As it was, we had a very late lunch and left at 3pm, just as the wind direction changed, moving round to more of a north easterly. This created, just for a few minutes a lovely flat patch in the harbour, I took advantage of this and we managed to move off from the wall all in one piece. Mind you I did have Sean and Simon with a boat hook each, on the port bow and stern just to push us off if need be.
Initially once we were outside the harbour, Sean and Simon put out half our sail power and then as the journey across Spey Bay progressed we put out all our sails, and were moving along at a steady 5.5 knots but keeling quite heavily. The wind was on our starboard side, I felt we were slightly overpowered, so we reefed in the foresail about two feet which made all the difference, creating a more comfortable passage.
Marian has a new phone and was practising sending a video on ‘watsapp’ which was quite funny, take 4 just about nailed it.
Sean contacted the harbour office at Lossimouth, who asked if he need them to look up the tides for us, and then informed us that if they were closed on our arrival we could pick up a welcome pack at the Steamboat public house. You enter Lossiemouth harbour and then take 180’ turn to your left to gain access to the visitors pontoon. You can’t gain internet from the harbour office on the visitors pontoon, no relays been set up yet, but we had occasional and slight Orange and Vodaphone signal on the pontoon.
We have booked in here for three days. So day one we visited Elgin, to have a look at some of Moray’s heritage. Buses to Elgin are about every twenty minutes, and an all-day roamer was only £4.20. Once in Elgin we visited the ruins of the Cathedral, other than the magnificent architecture, I particularly enjoyed the engravings on the headstones. One stone explained that the occupant of the grave had sold music for thirty years, another said the occupant had been a stone mason, another gave the address that he lived at, and a few minutes later we passed the road, these small details help create human interest.

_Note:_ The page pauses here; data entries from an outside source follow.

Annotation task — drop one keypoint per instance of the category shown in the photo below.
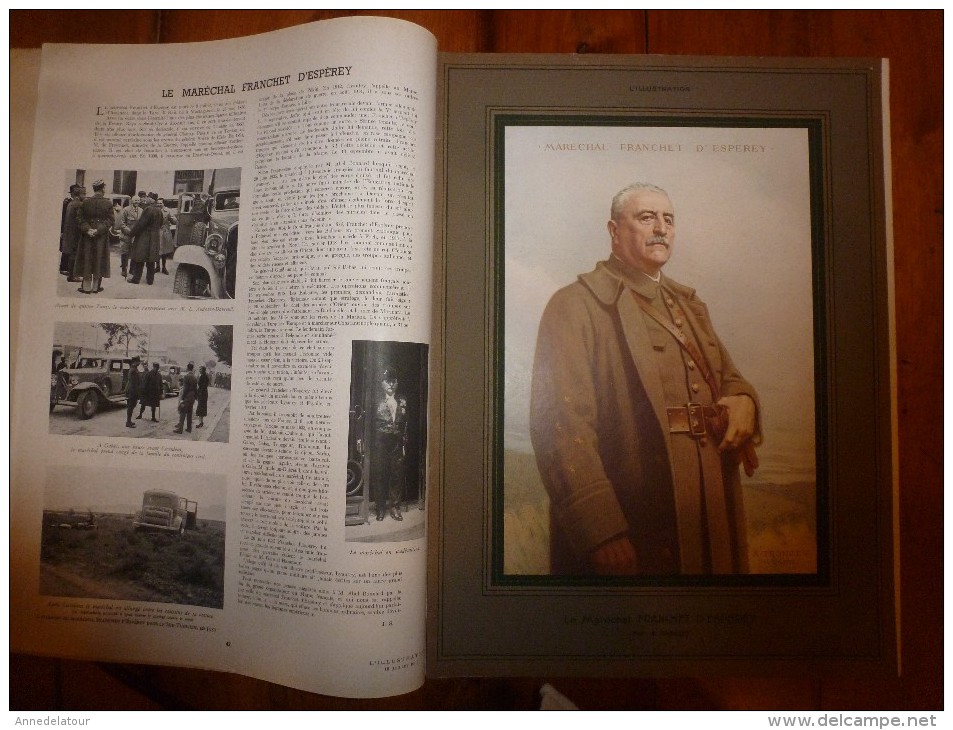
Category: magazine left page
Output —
(227, 269)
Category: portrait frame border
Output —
(817, 129)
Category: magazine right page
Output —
(664, 339)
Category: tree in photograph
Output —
(125, 335)
(220, 340)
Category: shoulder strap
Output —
(686, 344)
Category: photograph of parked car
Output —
(166, 381)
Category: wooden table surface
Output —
(913, 41)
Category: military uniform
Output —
(92, 252)
(387, 455)
(611, 388)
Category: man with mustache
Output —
(639, 418)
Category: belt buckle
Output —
(696, 419)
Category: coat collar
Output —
(610, 277)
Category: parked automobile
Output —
(207, 239)
(91, 384)
(164, 511)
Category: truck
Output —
(164, 511)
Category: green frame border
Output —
(818, 193)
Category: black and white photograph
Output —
(134, 535)
(166, 381)
(659, 404)
(387, 439)
(149, 234)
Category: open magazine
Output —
(277, 419)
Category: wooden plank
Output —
(569, 31)
(33, 28)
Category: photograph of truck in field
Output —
(133, 535)
(164, 511)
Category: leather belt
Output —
(694, 419)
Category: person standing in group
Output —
(151, 392)
(146, 235)
(187, 394)
(127, 219)
(95, 217)
(201, 397)
(133, 390)
(72, 233)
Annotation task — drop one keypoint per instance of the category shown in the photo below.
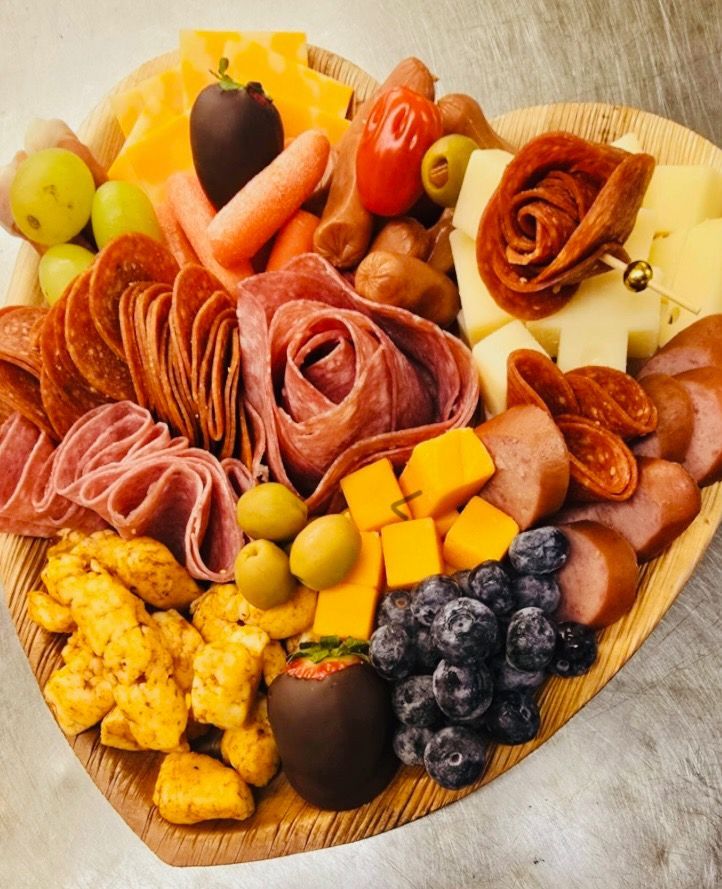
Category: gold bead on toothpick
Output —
(637, 275)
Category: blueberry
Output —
(395, 608)
(427, 655)
(392, 652)
(454, 757)
(462, 692)
(430, 596)
(464, 630)
(508, 678)
(540, 551)
(414, 703)
(530, 639)
(410, 742)
(576, 650)
(537, 591)
(513, 718)
(490, 584)
(462, 578)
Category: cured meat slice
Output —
(348, 380)
(666, 502)
(703, 458)
(20, 336)
(675, 417)
(561, 204)
(98, 364)
(26, 505)
(66, 394)
(531, 464)
(126, 259)
(601, 466)
(20, 391)
(614, 400)
(533, 378)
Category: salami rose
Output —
(562, 203)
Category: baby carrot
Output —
(195, 212)
(293, 239)
(175, 237)
(269, 200)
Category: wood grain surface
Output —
(283, 823)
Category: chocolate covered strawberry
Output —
(331, 717)
(236, 131)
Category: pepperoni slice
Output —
(614, 400)
(533, 378)
(561, 204)
(66, 394)
(601, 466)
(20, 336)
(21, 392)
(100, 365)
(126, 259)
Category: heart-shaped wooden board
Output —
(283, 823)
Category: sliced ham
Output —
(348, 380)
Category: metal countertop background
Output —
(629, 793)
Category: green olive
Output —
(443, 167)
(263, 576)
(271, 511)
(325, 551)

From here it was only a few minute’s walk to the cashmere heritage centre, they had a fee guided tour of the working mill, and an excellent visitors centre. But I mustn’t fail to mention the wonderful restaurant serving fresh raspberry and white chocolate scones with cream and jam. You could easily spend a couple of hours here, taking in the garments, tour and restaurant.
If you enjoy museums Elgin’s museum is one of the finest in Scotland, independently financed, full of objects of science, fossils, stones and hoards of curiosities from the local area, mind blowing!

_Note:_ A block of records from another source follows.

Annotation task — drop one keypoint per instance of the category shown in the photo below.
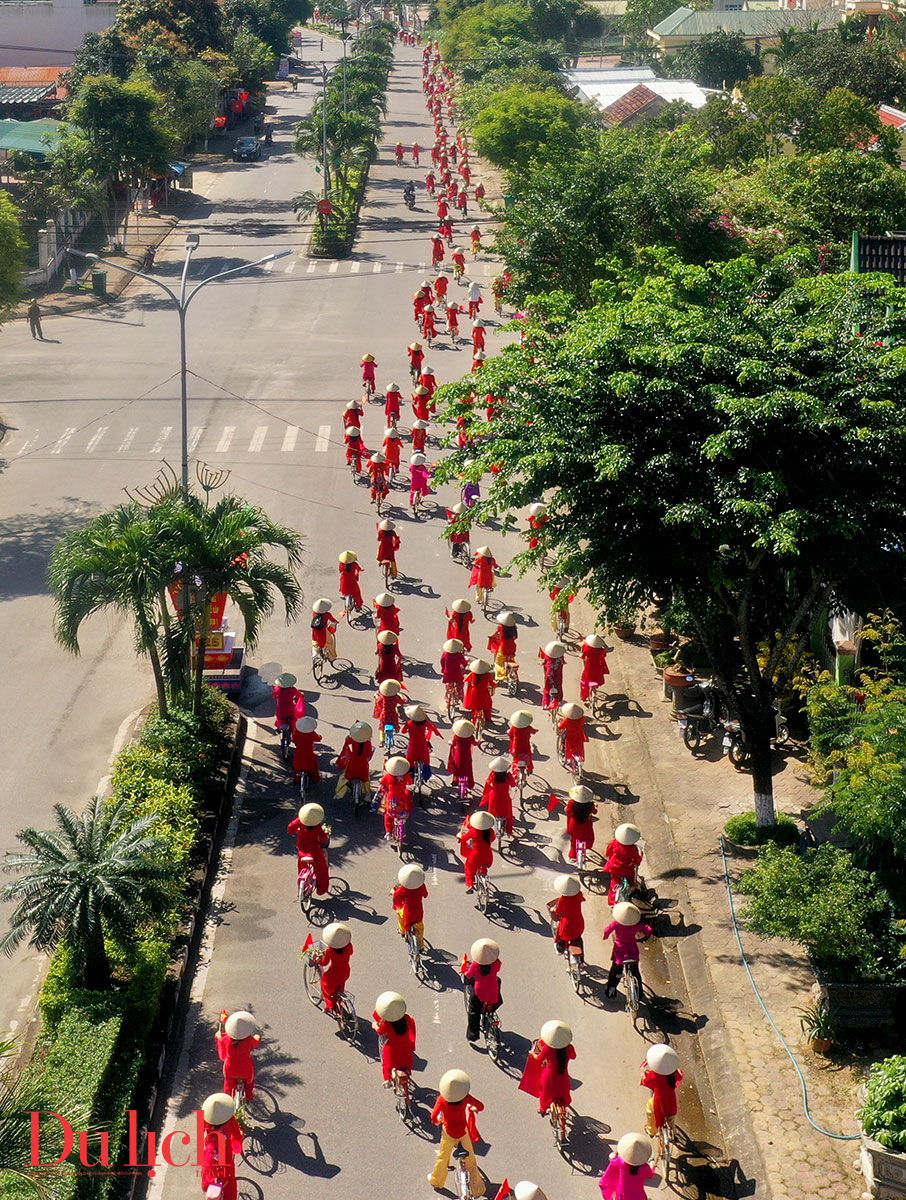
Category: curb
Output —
(717, 1075)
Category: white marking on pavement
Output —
(95, 438)
(163, 435)
(63, 439)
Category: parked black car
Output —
(246, 149)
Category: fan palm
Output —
(223, 549)
(99, 873)
(114, 562)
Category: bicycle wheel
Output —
(311, 978)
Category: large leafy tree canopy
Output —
(717, 435)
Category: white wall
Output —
(51, 29)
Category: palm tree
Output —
(99, 873)
(223, 549)
(114, 562)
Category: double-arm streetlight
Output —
(181, 304)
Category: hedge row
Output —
(93, 1045)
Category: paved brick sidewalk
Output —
(681, 803)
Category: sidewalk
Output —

On our second day, I used the internet in the harbour masters office to catch up with Static Boat Holiday business, Sean, Marian and Simon, went for local walks and started catching up with our washing. The facilities here are clean and tidy, but if you are in the toilet, the timer on the light went out after about a minute, which meant you had to open the toilet door and wave an arm to re activate the light, we were all caught out by this.

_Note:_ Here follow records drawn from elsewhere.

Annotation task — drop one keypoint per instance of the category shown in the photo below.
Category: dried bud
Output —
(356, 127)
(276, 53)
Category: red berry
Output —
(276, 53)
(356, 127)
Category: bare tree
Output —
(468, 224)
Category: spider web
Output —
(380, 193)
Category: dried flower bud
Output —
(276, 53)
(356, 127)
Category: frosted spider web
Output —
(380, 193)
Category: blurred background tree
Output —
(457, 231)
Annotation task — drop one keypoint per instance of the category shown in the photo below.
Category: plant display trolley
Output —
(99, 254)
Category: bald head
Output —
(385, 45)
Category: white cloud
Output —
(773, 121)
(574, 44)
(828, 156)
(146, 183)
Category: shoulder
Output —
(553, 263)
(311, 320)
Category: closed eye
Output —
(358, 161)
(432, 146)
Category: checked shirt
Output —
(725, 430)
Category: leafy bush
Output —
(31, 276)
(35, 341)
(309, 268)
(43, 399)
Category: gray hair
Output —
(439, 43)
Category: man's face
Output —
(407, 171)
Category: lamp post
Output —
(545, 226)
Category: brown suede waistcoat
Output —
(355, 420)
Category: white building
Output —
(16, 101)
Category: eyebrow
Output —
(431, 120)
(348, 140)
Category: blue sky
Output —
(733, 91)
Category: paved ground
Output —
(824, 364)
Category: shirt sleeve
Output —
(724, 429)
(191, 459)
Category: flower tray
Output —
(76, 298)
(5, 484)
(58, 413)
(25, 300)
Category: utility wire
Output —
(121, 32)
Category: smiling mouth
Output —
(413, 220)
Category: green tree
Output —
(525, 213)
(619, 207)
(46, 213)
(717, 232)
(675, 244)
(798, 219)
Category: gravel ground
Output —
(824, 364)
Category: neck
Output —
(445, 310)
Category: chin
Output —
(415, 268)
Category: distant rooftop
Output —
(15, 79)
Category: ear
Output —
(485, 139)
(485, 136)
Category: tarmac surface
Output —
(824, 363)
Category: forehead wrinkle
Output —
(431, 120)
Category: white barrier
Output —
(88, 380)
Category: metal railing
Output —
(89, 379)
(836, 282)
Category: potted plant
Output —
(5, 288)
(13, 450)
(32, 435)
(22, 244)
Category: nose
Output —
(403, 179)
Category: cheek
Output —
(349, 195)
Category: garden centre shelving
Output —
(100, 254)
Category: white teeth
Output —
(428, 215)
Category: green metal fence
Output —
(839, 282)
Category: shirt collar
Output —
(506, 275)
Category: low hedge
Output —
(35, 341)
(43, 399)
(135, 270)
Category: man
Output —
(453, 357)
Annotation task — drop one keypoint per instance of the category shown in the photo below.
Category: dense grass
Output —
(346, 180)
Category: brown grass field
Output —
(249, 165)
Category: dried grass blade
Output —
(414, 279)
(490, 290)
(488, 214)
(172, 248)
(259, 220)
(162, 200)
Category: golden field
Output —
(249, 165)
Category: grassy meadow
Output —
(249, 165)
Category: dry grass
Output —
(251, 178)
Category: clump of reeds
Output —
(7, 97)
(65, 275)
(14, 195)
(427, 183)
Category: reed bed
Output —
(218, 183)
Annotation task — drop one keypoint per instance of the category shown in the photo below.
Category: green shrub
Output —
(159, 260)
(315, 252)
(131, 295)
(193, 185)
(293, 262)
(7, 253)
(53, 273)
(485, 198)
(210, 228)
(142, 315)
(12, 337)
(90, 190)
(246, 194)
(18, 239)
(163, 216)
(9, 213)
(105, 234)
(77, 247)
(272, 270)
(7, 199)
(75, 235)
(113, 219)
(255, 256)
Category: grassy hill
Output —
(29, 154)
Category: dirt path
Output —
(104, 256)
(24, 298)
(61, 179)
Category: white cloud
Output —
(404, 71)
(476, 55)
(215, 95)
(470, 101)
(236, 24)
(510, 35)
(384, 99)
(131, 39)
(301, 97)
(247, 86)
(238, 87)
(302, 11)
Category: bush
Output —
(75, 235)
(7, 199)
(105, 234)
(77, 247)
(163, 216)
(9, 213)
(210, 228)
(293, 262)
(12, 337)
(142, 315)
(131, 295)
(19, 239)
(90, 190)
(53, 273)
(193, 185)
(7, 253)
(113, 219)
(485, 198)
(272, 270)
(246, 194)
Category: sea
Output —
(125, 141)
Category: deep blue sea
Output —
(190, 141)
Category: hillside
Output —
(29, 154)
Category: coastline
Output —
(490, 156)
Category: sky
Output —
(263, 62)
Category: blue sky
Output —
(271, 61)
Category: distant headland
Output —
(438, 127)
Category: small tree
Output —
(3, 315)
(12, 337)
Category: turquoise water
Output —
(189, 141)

In the afternoon we walked off in separate directions to take in coastal walks, Marian and Simon went towards the lighthouse and visited the caves, where a group of locals were getting ready to spend the night, creating a camp fire and laying out bedding, tonight is the summer solstice.
This evening we all met up again for dinner at the Beach Hut, where Marin and Simon treated us to dinner. Walking to the Beach Hut Sean and I stopped to watch the local children jumping off the Lossiemouth harbour wall , this seems a continual source of pleasure for young people right around the coastland.